Marx did not like to think in terms of nations. He believed a nation was just another byproduct of an oppressive bourgeois superstructure that made men fight for ideals that went against their natural rights and rightful claims, and thus perpetuated wars fought for the wrong reasons. In our current world, there seem to be less room for nations –despite being one of the reasons why some people still go to war, as the examples of ex-Yugoslavia or Sudan have shown –and more space for supra-national structures. Even terrorism has become a global issue a supra-national structure, and not a national one, and the fact that one can be quietly having dinner in Paris or singing along in a rock concert and be randomly killed theoretically because of something that is happening there, that is something that we have not quite got used to yet. Perpetrating anonymous attacks on civil populations has always been one of the main characteristics of any war, any time. It is something that has to be taken for granted in a war, that sooner or later you can be killed just for living in a certain place, wearing a certain uniform, having a certain passport. It is one of the cruelest dramas of wars. Terrorism has sometimes shared with wars the fact that the attack is not directed ad personam, but at whole populations, indiscriminately, as both ETA and the IRA reminded us from time to time. The fact that a few young men, according to witnesses dressed like everyone else, without accent, ‘enfants de France’, as an expert described them in France24, can open fire with a Kalashnikov looking to their victims’ eyes, with his face uncovered and kill indiscriminately as if he were on a battlefield, is also going a step beyond. It is not the anonymous bomb, or the shooting ad personam, it is a combination of both, and for that reason much more dangerous.

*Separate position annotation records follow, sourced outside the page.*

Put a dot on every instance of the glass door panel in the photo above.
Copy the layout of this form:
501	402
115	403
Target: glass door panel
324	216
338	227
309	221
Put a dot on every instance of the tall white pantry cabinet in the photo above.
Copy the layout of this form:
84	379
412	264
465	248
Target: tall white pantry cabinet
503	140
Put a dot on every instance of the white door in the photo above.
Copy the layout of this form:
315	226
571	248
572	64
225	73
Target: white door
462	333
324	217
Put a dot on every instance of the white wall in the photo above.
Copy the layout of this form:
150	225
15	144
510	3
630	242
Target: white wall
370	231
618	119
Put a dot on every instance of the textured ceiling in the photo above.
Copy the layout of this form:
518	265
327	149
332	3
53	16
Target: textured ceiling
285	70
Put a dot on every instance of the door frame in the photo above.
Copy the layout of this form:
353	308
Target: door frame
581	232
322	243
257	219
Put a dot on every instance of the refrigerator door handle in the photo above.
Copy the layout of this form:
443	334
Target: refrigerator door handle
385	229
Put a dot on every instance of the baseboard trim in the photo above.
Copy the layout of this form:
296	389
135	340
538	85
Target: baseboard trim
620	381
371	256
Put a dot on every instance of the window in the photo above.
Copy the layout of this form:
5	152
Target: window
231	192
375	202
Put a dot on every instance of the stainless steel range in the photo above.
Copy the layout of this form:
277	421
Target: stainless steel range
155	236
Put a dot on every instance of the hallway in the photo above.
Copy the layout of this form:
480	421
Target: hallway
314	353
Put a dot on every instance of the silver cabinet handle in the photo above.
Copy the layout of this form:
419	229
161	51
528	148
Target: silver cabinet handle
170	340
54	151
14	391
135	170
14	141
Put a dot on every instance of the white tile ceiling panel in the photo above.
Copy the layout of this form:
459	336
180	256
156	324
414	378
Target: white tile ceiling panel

The utter shock whenever something like what has just happened in Paris derives in part from that fact that it is not expected. Ordinary citizens in Europe and the US are not aware of having declared war to anybody, on any nation. I suspect that the people who prepare and perform such attacks do actually think that they are at war, and if the attacks cannot take place there, then they would have to take place here, which is where their enemy lives. If it is later confirmed, as it was initially suspected, that the killers are not from there, but also from here, then the situation becomes even more complex for most to understand, and dangerous for any government to handle, because unlike in wars, where attacks can be directed at a place where the enemies’ army is concentrated, this army seems to be a ghostly one, is hardly seen, inapprehensible, dispersed. Capturing or killing a particular leader will not force a truce. The conundrum is how to fight a war as if one was fighting a specific terrorist group, because the differences between means and ends of terrorism and war are enormous. We think war is there, and terrorism here. It would be interesting to know whether that premise is shared by all parts in conflict.